What about solution taking around 20 minutes to fetch data, can we do something to reduce the time? Normally it takes around 5 to 10 seconds.

And what about auto capturing of temple based on the document?

@Niteen_Jadhav

Regarding 20 minutes - we are going to investigate the issue this week.
auto capturing - you mean automatic template mathing or capturing any invoice?

Regarding template capturing - we are working on the scan shifting compensation mechanishs currently and this will also allow to automatically select a template that matches the current document.

Regarding capturing any invoice - this concept is under investigation now. This feature will most likely require a integration with a LLM. We are considering to automatically download an LLM model from HuggungFace for example (which will assume such hardware requirements as GPU) , or integrate with OpenAI and the used may use his APIKey. But all these is under investigation now.

Ok,

Regarding 20 minutes - we are going to investigate the issue this week. Ok
auto capturing - you mean automatic template mathing or capturing any invoice? Yes automatic template matching

Any updates?

We are in progress working on performance improvements and optimizations now.

Currently we managed to improve performance by 4x, but there are further steps of improvements which we continue to implement.

Ok, when can I expect the patch?

Next week we will investigate ways for further improvements and will know when we can provide the patch, becasue we don’t exactly know what particular approach we will choose. Also we will need to implement and test it.

So next week we will form better vision regarding our roadmap and schedule.

We wouldn’t prefer to release just 4x performance improvement. But in case you prefer to get the intermediate release with it, please let us know and we will provide you this by the end of next week.

I think 4X faster means I’ll get the output in 5 minutes which will be fine for me as of now as I just need to showcase this

And after that we can work on performance again and if I get more templates I’ll share those templates too

Hello,

Any updates?

Hello @Niteen_Jadhav

As we discussed we are working on the new release and will provide the updated demo package by the end of this week and now we expet it on Friday.

Ok thank you

Hi @Niteen_Jadhav

We are now working on the release and will notify you as soon as it is finished

Hi @Niteen_Jadhav

Thanks for your patience and understanding, we have prepared a demo package update.
Please download it here.

Please note that we placed your newly provided files at folder Examples in corresponding subfolders named as you provided in original.
We also added bat files in the root package: DocumentParser - Template1.bat etc for a quick test.

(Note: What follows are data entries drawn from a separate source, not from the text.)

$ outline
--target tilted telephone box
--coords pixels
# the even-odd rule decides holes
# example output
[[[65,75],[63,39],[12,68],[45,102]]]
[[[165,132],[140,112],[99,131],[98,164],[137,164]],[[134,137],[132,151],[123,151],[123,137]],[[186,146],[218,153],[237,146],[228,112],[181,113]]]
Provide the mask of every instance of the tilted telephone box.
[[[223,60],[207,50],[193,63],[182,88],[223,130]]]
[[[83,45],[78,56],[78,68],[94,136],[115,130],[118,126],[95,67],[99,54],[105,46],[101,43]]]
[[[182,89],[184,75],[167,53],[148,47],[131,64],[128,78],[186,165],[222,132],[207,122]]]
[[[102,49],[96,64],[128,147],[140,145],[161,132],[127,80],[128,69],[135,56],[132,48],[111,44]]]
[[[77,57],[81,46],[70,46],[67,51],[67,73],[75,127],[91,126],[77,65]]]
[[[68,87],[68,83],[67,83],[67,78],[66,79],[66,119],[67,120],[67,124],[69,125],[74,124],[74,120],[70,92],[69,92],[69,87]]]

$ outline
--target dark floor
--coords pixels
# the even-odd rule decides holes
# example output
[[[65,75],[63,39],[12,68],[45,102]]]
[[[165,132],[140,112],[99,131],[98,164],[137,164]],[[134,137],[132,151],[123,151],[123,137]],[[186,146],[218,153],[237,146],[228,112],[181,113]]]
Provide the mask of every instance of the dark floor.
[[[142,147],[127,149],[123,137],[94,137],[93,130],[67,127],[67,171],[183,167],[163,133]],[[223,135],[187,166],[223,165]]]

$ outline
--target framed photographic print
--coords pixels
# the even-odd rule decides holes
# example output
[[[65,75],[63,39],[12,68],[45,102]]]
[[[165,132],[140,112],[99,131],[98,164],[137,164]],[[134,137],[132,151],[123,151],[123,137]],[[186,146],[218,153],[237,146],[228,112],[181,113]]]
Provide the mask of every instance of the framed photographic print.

Please also note that in the GUI the DPI was set to 288 with a setting:
settings = new ParserSettings(new PagePreviewOptions(288));

You are free to experiment with different DPI values (less DPI = better performance = worse OCR quality), but the values must be the same for the GUI and parsing code for now.

Also in case you want to rebuild the solution, this time it was build based on stage NuGet package.

To target this, in Visual Studio please add a new NuGEt source with URL: https://apiint.nugettest.org/v3/index.json

Thanks.

Ok, I want to know one more thing, is auto template selection developed?